Further diagnostics that should be performed include:
- Full haematology, including PCV, to check for infection or concurrent anaemia.
- Biochemistry panel to check general health.
- Coagulation profile to rule out coagulopathies and DIC.
- Thoracic radiographs and abdominal ultrasound to rule out neoplasia (bone marrow sampling may be indicated if neoplasia is suspected).
- Tick-titre and infectious disease panels can also be performed as well as immune system function tests such as Coombs test, antiplatelet antibody, and antinuclear antibody test.
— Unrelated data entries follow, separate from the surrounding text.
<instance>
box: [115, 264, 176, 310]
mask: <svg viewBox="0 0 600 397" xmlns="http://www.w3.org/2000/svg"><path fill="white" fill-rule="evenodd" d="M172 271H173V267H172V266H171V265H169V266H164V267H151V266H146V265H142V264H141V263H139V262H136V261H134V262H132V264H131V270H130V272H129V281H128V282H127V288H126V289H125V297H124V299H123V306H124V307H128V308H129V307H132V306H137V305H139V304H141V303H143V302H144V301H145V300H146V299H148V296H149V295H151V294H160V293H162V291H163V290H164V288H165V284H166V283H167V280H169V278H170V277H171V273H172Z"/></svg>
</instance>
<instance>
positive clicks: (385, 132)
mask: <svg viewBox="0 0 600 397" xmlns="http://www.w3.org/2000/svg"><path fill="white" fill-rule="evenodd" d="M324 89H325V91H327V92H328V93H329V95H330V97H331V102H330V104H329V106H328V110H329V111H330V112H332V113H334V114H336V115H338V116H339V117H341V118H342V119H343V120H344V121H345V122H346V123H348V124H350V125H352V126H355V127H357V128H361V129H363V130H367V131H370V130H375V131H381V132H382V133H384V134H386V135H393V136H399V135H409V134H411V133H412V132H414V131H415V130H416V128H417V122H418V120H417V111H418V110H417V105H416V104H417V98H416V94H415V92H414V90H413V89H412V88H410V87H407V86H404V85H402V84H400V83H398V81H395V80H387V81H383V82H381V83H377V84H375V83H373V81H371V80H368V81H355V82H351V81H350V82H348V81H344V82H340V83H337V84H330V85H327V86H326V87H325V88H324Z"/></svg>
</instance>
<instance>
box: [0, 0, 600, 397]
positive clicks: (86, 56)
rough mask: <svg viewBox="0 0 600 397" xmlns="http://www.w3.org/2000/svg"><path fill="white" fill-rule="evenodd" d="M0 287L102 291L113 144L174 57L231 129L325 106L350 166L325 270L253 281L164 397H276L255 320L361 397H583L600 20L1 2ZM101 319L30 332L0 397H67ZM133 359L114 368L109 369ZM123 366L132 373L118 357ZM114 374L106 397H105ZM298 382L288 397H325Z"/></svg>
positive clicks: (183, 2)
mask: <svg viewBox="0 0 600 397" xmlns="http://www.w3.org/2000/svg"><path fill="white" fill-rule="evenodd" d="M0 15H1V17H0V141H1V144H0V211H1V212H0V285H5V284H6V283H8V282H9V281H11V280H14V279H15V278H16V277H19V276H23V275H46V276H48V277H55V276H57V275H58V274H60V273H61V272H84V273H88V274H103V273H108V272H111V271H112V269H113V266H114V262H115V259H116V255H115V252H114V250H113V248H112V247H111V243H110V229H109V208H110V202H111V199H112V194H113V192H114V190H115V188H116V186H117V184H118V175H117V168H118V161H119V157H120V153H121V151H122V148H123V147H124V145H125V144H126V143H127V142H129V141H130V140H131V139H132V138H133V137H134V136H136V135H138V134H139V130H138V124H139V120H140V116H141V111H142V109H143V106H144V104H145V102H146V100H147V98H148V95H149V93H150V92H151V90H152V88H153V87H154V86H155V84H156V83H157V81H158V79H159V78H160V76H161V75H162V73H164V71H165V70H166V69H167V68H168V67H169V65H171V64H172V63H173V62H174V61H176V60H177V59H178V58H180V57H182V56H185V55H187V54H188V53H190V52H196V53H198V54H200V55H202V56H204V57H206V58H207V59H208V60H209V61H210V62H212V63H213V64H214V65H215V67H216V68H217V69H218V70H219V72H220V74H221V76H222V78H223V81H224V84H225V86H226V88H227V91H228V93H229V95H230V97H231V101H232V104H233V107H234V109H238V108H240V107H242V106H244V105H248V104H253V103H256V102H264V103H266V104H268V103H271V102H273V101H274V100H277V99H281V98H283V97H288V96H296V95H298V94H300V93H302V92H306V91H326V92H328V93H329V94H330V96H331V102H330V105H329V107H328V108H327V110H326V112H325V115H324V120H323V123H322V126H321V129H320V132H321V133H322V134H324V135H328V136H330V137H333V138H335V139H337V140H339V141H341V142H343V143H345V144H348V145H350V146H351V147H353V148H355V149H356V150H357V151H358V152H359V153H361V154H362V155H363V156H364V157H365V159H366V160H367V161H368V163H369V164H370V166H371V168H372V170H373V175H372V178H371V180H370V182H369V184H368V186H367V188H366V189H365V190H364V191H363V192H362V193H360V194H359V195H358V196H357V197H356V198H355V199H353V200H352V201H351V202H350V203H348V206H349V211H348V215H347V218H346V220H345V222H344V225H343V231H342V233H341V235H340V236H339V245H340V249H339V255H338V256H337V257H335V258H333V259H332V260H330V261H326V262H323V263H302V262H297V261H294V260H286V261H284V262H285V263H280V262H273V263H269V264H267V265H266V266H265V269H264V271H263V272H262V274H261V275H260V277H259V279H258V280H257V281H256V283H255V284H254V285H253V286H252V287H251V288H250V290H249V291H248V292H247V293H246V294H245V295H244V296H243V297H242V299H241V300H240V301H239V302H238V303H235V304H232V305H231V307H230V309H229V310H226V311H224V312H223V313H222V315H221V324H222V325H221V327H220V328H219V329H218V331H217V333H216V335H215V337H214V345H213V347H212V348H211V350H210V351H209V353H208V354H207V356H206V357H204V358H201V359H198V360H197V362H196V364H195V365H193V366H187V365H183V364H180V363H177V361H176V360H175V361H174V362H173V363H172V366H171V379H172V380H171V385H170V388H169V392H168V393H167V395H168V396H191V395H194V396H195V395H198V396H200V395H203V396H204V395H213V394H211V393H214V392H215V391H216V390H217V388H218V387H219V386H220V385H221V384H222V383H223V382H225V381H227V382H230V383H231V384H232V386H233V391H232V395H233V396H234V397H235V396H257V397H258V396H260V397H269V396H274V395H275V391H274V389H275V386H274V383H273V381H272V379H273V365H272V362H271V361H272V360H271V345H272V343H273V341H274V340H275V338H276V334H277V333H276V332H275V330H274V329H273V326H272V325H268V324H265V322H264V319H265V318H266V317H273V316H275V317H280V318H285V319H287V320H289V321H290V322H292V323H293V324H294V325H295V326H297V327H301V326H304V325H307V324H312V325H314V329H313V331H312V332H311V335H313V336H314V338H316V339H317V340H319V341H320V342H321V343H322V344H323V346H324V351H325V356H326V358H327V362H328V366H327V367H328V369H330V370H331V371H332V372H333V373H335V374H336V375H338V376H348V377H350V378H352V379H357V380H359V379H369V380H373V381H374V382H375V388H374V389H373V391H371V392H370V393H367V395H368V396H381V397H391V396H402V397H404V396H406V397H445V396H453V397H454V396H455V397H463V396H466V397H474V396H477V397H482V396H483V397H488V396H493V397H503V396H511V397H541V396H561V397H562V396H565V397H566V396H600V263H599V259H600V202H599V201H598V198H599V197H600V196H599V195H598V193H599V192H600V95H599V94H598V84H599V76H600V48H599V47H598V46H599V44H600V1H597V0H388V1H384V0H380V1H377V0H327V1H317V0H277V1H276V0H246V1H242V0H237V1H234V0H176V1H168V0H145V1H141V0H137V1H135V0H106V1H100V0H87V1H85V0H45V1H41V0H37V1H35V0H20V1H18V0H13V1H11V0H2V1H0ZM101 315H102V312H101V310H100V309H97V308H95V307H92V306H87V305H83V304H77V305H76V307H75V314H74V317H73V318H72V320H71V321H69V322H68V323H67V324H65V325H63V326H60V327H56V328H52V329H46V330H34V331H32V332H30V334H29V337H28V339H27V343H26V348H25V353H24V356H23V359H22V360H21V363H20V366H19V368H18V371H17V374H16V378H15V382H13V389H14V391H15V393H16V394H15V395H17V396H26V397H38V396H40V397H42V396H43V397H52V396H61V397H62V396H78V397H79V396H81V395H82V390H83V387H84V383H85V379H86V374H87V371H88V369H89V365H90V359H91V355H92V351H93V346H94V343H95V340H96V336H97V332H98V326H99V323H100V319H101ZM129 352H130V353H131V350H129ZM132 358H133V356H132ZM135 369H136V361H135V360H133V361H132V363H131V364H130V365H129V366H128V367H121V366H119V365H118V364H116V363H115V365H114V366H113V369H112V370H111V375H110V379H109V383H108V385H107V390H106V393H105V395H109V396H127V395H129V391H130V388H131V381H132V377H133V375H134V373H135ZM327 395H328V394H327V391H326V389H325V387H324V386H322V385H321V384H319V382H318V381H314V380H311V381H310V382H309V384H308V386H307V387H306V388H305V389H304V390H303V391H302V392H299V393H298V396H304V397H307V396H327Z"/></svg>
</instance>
If the platelet numbers are known to be low, a buccal mucosal bleeding time (BMBT) should not be performed due to the risk of increased bleeding from the site.
Treatment
The treatment choice depends largely on the cause of the thrombocytopaenia. Secondary IMTP generally resolves once the underlying pathology has been treated or removed. Primary IMTP requires immunosuppressive drugs to stop the destruction of self-antigens. These include corticosteroids, azathioprine, and cyclosporine. Vincristine, which is traditionally used as a chemotherapy drug, is known to stimulate the production of platelets and can benefit the recovery of patients with acute IMTP. Other treatments that can be considered include human immunoglobulins or a splenectomy in those patients that fail to respond to medical therapies. Blood transfusions can be administered for symptomatic support if there has been significant blood loss rather than for treatment, as most transfusions supply little, if any, viable platelets to the patient. Platelet transfusions may be indicated where life-threatening bleeding occurs because of thrombocytopaenia. Options for platelet transfusions include fresh whole blood, platelet-rich plasma, platelet concentrate, cryopreserved platelets and lyophilised platelets. These products provide a temporary increase in platelet numbers, but unfortunately, not all products are currently available in the UK.
Nursing Considerations
Nursing patients with IMTP can be challenging and is aimed at minimising trauma as uncontrollable bleeding could prove fatal. The accommodation provided should be suitably padded and the environment needs to be quiet and calm to encourage the patient to settle. Frequent patient observations are required to monitor for signs of anaemia, dyspnoea, worsening petechia or ecchymosis or hypovolaemia secondary to gastrointestinal losses. The jugular vein should not be used for sampling and all blood samples should be collected from a peripheral vein which is at lower pressure and on which a pressure dressing can be easily applied. The use of intramuscular or subcutaneous injections should also be avoided as large haematomas can develop at the injection site. Procedures such as cystocentesis, urinary catheterisation or placement of a feeding tube should be avoided as these could result in trauma and bleeding. These patients should be handled gently and any stress minimised. A harness should be used when walking to prevent pressure and bruising around the neck and soft food should be offered to avoid trauma to the gums. Due to the treatment, these patients are immunosuppressed and susceptible to hospital borne infections so should be reverse barrier nursed. Side effects of the corticosteroids can include polydipsia, polyuria, and polyphagia. Therefore, its vital that these patients have access to water, are walked regularly and fed little and often to help satiate the patient. If the patient has received a cytotoxic agent such as azathioprine or vincristine, the necessary care should be taken when handling urine, faeces, saliva, and blood.
Prognosis
Patients usually remain hospitalised until a response to treatment is witnessed and the platelet count is greater than 50x109/L. The prognosis for primary IMTP is fair to good with a long-term recurrence rate of 25%. Those patients with neoplasia or DIC have a guarded to poor prognosis.